SYRACUSE, N.Y. (WSYR-TV) — The young Massachusetts mom accused of killing her three children is continuing to spark conversations about postpartum depression and postpartum psychosis. Lindsay Clancy remains in the hospital. She’s set to be arraigned in the coming days.
About 15 percent of women experience postpartum depression after giving birth, and it doesn’t just affect moms. But any caregiver in the home and even men.
“We see one out of 10 dads that meet criteria for postpartum depression and I think that’s another area that doesn’t nearly get enough attention, but is important for people to be aware of,” said Dr. Monique Winnett, a Clinical Psychologist for St. Joseph’s Health.
Its not just hormones.
“Its the changes in hormones and chemical imbalance that can make a difference, but its also the changes in demand, the changes in rules and expectations,” said Dr. Winnett.
Not getting enough sleep can also play a major role.
“Instead of asking how is the baby, ask the mom how she’s doing, and then ask her again, and then the next time you see her ask her again, because she needs support,” said Christine Kowaleski, doctor and nursing practice, neonatal nurse practitioner and psychiatric nurse practitioner specializing in reproductive health at Crouse Hospital.
Social media is also putting pressure on new moms.

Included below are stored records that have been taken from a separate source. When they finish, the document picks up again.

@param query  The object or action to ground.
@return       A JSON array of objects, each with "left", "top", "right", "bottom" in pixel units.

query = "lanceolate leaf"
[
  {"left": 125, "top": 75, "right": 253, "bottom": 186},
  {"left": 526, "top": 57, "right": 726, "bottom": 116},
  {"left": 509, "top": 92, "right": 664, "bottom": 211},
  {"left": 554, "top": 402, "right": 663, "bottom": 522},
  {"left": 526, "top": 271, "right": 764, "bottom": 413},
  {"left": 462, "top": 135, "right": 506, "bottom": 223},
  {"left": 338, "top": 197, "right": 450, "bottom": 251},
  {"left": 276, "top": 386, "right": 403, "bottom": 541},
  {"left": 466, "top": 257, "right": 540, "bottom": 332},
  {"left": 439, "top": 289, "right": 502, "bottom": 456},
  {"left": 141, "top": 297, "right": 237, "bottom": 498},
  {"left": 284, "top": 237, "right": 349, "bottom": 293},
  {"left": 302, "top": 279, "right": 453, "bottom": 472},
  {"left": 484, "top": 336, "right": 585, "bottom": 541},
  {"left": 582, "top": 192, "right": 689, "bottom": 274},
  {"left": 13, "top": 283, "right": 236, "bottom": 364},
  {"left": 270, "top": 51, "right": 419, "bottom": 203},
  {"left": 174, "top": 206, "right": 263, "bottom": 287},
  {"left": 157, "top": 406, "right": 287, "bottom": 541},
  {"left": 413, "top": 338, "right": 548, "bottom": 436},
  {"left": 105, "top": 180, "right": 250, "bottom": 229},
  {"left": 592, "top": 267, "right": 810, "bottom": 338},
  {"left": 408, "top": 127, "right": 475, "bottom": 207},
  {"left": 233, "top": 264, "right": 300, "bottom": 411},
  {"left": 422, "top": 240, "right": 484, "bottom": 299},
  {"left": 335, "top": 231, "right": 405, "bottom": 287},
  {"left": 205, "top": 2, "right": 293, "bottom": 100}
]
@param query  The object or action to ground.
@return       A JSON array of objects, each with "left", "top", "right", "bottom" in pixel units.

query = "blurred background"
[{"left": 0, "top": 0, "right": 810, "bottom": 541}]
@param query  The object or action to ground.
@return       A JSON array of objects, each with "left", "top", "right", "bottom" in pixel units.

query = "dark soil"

“No matter what a woman has accomplished in her life, this particular demographic generation they want to be the best mom ever,” said Kowaleski.
Any struggling mom who may need help or treatment can get the support they need through Crouse’s Postpartum Support Group.
“I think that helps them probably as much or more then talking to me, they find out that their peers are struggling too its not just them,” said Kowaleski.
The support group is free and held over zoom.